[Openid-specs-ipsie] Meeting minutes 2025-07-15
Aaron Parecki
aaron.parecki at okta.com
Tue Jul 15 17:13:23 UTC 2025
Hi all, below are the minutes from the meeting on July 15.
# IPSIE WG Meeting Minutes
Date: 2025-07-15
## Attendees
* Aaron Parecki (Okta)
* Dean H. Saxe (independent)
* Filip Skokan (Okta)
* Kenn Chong (RSA)
* Bjorn Hjelm (Yubico)
* Mark Maguire (Aujas)
* Dick Hardt (Hellō)
* Bertrand Carlier
## Agenda
- Welcome and antitrust policy reminder https://openid.net/policies/
- OpenID Contributor Agreement reminder
https://openid.net/intellectual-property
- Reminder about OpenID Slack
- invite link:
https://join.slack.com/t/oidf/shared_invite/zt-30zg9louv-3HgJEwIL7vB3uWv2KEbLtw
- Community Events
- IETF 123, July 19 - 25 in Madrid, Spain
- Authenticate, October 13 - 15 in Carlsbad, CA
- IIW XVI October 28 - 30 in Mountain View, CA
https://www.eventbrite.com/e/internet-identity-workshop-iiwxli-41-2025b-tickets-1393125719529?aff=oddtdtcreator
- IETF 124, November 1 - 7 in Montreal, Canada
- Upcoming schedule
- July 29th call cancelled
- Interop Event Planning
- Poll for dates: https://whenavailable.com/invite/bN6AdzU027LQPjeLQ4F7
- Call for adoption in progress
-
https://deansaxe.github.io/draft-saxe-ipsie-common-requirements-profile/draft-saxe-ipsie-common-requirements-profile.html
- Review profiles & [issues](
https://github.com/openid/ipsie/issues?q=state%3Aopen%20label%3A%22agenda%22
)
- Check in with Dick about Connect WG status
- https://github.com/dickhardt/enterprise-extensions
- FAL2 Issues
https://github.com/openid/ipsie/issues?q=is%3Aissue%20state%3Aopen%20label%3Aagenda%20label%3AFAL2
- [Account Resolution](https://github.com/openid/ipsie/issues/79)

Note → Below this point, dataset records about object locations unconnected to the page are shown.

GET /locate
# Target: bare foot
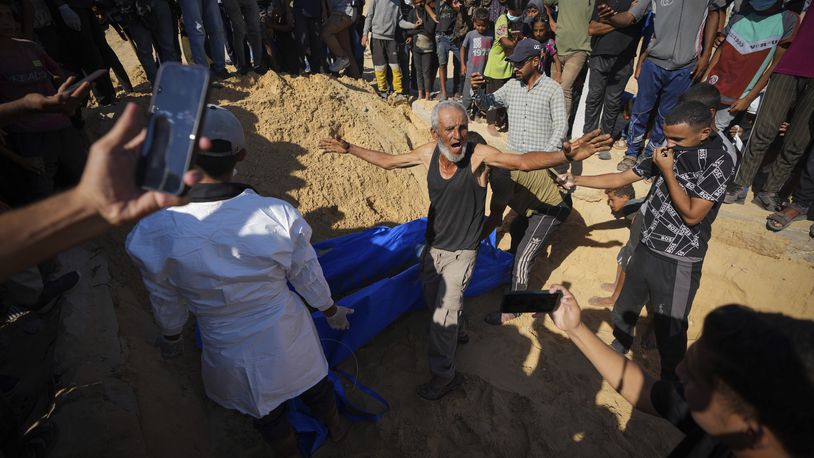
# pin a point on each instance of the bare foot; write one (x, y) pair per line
(601, 301)
(609, 287)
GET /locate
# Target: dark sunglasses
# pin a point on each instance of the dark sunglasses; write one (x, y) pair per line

and [JIT Provisioning](https://github.com/openid/ipsie/issues/88)
- Update from Dick/Karl about this topic in AB/Connect
- `auth_time`, `max_age`, and `prompt`
- https://github.com/openid/ipsie/issues/89
- Need someone to take this on and define an extension to
represent auth_time x amr
- https://github.com/openid/ipsie/issues/92
- OIDC SL1 needs language on how to manage the `prompt`
parameter
- RP Initiated federation https://github.com/openid/ipsie/issues/94
- Subject Identifier Global Uniqueness
https://github.com/openid/ipsie/issues/93
- Assertion presentation through a proxy -
https://github.com/openid/ipsie/issues/95
- Should there be a separate issue to manage proxy chaining?
- AOB
Notetaker: Dean H. Saxe
## Minutes
- Antitrust reminder/notewell
- Dean will present an IPSIE update at the SCIM WG session at IETF 123
- July 29 call is cancelled for IPSIE WG
- Interop planning - please use the [poll](
https://whenavailable.com/invite/bN6AdzU027LQPjeLQ4F7) to indicate your
availability for the interop
- Kenn - When will we talk about what the interop requires?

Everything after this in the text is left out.